By Anne K. Walsh –
Yes, this post relates to yet another off-label settlement between a pharmaceutical company and the federal government. But some aspects of this recent settlement, coupled with other recent cases, might indicate noteworthy trends in how these cases are being resolved. The defendants are Endo Health Solutions, and its subsidiary, Endo Pharmaceuticals Inc., based in Malvern, Pennsylvania. The drug is Lidoderm, a prescription drug patch that FDA approved to treat pain associated with post-herpetic neuralgia, or PHN. The government alleged (here and here) that Endo marketed Lidoderm for general, non-PHN related pain indications, including lower back pain, diabetic neuropathy, and carpal tunnel syndrome. The company’s global settlement included a civil payment of $171.9 million, a criminal fine of $20.8 million, and a Corporate Integrity Agreement governing the company’s ongoing practices.
Two U.S. Attorney’s Offices bifurcated the matter, with the civil investigation managed by the U.S. Attorney’s Office in Philadelphia, and the criminal investigation handled by the Northern District of New York. Dealing with multiple U.S. Attorney’s Offices can be complicated, but we have seen improved cooperation between multiple offices in recent cases.
Endo managed to escape a corporate criminal charge by entering into a deferred prosecution agreement (“DPA”) with the government. In the DPA, the company admitted to certain criminal conduct, and agreed to pay a criminal fine and to impose enhanced compliance measures (many of the compliance provisions appear to overlap with the requirements of the Corporate Integrity Agreement). The DPA will not be final until it is accepted by the court.

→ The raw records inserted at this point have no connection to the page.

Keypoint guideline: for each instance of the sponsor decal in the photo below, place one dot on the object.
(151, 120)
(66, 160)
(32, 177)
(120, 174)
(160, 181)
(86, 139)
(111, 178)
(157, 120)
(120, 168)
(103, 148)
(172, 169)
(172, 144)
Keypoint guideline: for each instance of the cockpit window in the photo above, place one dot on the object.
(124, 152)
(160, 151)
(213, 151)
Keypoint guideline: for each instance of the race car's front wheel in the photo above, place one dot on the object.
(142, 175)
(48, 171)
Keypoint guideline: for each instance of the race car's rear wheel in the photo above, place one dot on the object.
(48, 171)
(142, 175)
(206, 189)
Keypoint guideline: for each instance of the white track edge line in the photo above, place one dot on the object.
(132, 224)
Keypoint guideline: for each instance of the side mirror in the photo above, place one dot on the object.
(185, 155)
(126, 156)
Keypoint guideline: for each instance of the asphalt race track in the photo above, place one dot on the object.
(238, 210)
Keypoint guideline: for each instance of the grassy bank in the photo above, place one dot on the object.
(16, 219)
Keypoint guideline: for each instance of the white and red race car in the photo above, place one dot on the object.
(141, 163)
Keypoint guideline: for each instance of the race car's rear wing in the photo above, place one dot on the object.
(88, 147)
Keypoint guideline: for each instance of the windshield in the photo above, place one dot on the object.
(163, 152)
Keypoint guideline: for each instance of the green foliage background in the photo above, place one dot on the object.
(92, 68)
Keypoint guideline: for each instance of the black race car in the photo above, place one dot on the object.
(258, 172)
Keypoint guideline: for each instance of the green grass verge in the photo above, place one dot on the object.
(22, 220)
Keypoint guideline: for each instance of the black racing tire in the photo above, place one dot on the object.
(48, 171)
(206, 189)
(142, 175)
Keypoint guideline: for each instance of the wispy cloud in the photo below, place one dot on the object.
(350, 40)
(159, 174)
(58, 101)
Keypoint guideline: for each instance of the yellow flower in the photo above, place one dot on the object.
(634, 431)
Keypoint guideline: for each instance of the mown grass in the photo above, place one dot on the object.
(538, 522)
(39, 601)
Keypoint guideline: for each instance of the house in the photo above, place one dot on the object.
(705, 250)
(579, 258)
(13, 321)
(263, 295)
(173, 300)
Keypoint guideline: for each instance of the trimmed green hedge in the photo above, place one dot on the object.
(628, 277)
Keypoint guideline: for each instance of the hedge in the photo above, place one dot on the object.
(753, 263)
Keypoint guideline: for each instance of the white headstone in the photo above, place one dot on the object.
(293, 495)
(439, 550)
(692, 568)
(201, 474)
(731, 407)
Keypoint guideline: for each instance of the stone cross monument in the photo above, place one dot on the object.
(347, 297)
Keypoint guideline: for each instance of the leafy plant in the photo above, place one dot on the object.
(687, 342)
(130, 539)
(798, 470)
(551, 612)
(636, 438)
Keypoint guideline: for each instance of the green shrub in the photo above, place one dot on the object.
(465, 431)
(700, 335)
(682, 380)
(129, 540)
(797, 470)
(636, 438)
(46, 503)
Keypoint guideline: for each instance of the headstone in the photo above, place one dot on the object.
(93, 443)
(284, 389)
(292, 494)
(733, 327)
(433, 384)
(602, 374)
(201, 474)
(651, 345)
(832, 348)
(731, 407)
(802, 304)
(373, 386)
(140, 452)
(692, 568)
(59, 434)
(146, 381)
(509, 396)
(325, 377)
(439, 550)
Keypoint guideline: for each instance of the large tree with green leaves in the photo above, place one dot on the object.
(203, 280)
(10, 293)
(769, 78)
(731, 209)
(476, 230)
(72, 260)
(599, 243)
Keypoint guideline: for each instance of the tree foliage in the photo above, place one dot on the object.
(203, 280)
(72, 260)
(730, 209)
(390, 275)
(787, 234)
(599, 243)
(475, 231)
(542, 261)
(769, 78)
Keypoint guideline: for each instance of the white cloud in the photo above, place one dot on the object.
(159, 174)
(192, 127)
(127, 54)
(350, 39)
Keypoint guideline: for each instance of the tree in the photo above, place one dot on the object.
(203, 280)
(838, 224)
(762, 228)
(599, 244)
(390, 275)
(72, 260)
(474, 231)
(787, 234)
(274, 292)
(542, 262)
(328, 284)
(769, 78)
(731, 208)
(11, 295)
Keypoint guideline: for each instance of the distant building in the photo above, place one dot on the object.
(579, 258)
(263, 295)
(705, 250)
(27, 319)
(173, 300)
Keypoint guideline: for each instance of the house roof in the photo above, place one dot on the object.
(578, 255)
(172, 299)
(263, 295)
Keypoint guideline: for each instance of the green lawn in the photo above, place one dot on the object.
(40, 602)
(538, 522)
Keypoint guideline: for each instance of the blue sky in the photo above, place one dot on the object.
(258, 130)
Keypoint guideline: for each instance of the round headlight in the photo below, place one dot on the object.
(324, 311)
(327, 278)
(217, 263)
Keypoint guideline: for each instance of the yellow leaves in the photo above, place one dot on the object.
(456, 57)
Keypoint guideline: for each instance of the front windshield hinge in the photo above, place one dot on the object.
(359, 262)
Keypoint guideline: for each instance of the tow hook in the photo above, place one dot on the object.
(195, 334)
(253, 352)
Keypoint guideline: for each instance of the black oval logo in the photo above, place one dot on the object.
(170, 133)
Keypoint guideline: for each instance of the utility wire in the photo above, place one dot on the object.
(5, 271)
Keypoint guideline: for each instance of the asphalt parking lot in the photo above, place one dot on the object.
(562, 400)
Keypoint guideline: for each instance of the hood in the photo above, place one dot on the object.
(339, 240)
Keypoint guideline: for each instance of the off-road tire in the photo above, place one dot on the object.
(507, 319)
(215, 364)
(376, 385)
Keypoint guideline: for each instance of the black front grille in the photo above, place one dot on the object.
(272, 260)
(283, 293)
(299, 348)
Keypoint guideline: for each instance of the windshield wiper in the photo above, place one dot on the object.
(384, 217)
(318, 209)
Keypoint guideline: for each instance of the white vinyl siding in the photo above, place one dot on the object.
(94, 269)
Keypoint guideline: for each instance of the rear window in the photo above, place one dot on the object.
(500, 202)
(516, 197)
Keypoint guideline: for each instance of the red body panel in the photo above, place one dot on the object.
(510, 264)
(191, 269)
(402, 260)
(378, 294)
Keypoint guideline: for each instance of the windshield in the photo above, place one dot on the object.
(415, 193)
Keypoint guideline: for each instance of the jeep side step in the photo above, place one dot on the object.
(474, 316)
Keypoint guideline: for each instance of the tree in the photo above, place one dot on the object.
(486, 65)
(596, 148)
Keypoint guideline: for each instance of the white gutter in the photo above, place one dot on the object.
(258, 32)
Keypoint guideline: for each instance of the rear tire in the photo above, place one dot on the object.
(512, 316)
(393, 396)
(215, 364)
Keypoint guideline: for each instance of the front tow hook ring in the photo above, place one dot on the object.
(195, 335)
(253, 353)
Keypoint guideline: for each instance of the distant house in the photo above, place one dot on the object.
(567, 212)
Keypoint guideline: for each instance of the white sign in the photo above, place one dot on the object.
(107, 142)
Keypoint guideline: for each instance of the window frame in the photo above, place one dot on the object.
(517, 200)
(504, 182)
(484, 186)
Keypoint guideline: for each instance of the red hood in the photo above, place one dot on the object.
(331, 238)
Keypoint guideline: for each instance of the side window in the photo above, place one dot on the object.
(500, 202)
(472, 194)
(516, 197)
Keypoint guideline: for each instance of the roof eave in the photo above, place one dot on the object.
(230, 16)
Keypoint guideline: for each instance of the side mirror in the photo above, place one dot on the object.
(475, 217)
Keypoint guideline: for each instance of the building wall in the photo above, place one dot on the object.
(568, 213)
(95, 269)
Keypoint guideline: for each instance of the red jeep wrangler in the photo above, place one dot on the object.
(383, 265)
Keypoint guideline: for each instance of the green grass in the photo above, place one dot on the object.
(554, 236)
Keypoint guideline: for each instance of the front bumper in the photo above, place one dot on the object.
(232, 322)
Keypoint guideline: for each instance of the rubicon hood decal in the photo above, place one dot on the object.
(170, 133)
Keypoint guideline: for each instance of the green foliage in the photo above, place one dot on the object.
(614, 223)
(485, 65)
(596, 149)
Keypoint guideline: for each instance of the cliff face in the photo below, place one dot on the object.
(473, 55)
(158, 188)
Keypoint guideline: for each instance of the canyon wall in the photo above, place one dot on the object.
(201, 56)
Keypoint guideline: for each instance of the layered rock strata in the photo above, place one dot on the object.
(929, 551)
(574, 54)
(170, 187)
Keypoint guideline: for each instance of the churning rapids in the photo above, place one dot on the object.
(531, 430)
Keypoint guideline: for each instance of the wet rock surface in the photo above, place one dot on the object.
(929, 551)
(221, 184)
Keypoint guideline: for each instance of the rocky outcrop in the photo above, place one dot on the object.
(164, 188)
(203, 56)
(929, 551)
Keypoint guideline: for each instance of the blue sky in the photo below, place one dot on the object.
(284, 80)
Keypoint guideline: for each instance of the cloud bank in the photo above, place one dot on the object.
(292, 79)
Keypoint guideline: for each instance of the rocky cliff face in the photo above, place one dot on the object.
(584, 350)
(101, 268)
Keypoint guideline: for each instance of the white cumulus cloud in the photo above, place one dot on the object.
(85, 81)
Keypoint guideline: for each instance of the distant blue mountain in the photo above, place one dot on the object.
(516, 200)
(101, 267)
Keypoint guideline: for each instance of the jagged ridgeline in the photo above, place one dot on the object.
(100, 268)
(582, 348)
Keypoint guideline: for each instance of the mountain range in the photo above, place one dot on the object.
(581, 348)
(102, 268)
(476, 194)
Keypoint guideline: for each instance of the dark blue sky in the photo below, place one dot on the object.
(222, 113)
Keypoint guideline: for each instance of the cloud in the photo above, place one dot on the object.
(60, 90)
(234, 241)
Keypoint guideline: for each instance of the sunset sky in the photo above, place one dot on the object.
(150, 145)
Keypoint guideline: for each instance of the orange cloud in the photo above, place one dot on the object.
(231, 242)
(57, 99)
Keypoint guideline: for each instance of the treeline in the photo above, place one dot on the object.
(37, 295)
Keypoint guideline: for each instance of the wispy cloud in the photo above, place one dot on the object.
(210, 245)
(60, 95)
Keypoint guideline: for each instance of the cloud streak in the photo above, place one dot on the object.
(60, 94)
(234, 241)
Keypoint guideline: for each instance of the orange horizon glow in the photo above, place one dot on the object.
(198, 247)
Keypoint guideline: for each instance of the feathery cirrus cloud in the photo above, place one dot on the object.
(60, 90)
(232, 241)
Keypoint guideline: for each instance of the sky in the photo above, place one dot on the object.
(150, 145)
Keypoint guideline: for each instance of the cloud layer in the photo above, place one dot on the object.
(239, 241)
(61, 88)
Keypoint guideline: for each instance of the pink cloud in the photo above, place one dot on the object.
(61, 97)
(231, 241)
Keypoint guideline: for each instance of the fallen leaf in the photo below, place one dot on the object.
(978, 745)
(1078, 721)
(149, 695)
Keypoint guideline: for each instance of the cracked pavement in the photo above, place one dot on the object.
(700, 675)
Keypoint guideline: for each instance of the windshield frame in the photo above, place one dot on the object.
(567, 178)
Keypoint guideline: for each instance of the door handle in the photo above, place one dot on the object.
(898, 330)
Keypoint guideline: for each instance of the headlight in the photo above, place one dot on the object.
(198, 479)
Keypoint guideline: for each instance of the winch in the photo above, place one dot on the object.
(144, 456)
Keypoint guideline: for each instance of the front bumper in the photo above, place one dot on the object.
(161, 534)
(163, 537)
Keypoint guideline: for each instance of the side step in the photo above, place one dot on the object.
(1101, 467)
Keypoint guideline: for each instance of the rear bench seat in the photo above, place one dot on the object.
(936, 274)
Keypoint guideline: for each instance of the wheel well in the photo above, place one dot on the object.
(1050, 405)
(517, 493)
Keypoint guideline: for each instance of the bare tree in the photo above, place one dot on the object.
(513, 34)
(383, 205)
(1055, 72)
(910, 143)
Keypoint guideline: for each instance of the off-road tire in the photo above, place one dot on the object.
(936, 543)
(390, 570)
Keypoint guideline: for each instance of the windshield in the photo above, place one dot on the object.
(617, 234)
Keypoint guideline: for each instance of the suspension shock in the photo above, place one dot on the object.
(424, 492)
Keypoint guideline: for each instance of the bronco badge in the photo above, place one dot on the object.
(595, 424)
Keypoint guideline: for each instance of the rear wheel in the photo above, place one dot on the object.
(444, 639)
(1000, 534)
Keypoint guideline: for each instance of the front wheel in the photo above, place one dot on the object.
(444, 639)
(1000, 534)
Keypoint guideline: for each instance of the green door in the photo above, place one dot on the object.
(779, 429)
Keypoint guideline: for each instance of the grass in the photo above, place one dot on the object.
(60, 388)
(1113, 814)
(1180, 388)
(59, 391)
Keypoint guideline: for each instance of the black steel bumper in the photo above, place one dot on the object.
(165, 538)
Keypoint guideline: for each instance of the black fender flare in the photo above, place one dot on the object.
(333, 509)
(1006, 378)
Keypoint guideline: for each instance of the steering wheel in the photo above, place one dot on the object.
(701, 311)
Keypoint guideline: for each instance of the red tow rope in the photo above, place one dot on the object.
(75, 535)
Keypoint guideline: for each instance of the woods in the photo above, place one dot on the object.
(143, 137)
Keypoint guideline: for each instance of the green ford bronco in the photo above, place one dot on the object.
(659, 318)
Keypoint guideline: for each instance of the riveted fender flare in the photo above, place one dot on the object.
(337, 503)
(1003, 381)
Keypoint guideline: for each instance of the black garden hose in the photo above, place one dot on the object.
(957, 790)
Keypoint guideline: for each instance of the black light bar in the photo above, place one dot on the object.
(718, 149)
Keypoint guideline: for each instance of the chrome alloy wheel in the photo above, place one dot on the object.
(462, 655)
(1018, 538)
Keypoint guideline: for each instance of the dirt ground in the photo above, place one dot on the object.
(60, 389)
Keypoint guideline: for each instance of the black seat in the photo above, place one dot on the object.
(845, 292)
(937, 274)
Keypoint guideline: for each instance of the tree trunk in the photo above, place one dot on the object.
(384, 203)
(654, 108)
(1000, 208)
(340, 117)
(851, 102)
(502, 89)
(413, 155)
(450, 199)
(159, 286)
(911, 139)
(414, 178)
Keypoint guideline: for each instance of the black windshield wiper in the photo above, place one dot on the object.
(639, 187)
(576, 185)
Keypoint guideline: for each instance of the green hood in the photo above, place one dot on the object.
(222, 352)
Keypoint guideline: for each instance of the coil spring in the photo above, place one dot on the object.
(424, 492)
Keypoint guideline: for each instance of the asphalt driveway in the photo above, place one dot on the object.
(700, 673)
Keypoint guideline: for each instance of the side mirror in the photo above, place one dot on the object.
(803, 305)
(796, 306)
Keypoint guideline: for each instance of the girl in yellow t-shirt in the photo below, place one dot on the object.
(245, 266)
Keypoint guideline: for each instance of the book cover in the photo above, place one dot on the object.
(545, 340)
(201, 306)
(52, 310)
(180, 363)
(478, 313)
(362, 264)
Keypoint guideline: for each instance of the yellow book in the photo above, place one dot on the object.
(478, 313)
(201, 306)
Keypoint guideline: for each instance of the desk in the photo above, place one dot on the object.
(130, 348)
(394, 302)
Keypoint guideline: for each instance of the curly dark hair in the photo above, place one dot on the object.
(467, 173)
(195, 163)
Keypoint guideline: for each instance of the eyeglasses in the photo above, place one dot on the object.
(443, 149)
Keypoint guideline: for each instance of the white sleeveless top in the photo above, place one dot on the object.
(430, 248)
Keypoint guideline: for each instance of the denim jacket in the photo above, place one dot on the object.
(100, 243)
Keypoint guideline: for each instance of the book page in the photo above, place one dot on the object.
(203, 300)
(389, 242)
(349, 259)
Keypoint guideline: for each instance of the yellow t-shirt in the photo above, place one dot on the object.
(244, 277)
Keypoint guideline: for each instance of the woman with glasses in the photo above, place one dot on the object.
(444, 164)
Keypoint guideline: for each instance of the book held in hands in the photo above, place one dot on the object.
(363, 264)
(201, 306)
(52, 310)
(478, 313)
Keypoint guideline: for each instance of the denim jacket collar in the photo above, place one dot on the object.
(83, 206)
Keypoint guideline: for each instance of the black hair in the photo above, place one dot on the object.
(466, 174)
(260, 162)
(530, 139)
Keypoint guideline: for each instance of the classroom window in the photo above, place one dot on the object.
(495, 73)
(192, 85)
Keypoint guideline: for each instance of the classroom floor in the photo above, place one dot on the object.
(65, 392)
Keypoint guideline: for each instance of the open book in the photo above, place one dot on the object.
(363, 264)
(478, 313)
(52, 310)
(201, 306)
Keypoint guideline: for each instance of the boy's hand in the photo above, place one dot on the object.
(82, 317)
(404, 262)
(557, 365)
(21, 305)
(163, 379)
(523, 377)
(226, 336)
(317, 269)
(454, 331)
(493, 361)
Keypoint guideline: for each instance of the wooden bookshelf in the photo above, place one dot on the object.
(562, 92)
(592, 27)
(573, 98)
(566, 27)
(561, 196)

The government used asset forfeiture techniques to buttress the criminal penalty. As part of the resolution, the parties agreed to settle an in rem action the government had brought against a $10 million wire transfer intended for Endo Pharmaceuticals. It is unclear from the publicly available pleadings how the government traced the wire transfer, but suffice it to say that money transfers of this magnitude do not go unnoticed when a company is in the crosshairs of a criminal investigation. The government argued that the money constituted proceeds from a violation of the FDC Act, and therefore was subject to asset forfeiture under 18 U.S.C. § 981(a)(1)(C). As part of the criminal plea, the parties agreed to forfeit the $10 million wire transfer, plus pay an additional $10 million monetary fine. Asset forfeiture is a powerful tool for the government, and one law enforcement agencies particularly prefer because the money is earmarked to further fund their investigative efforts.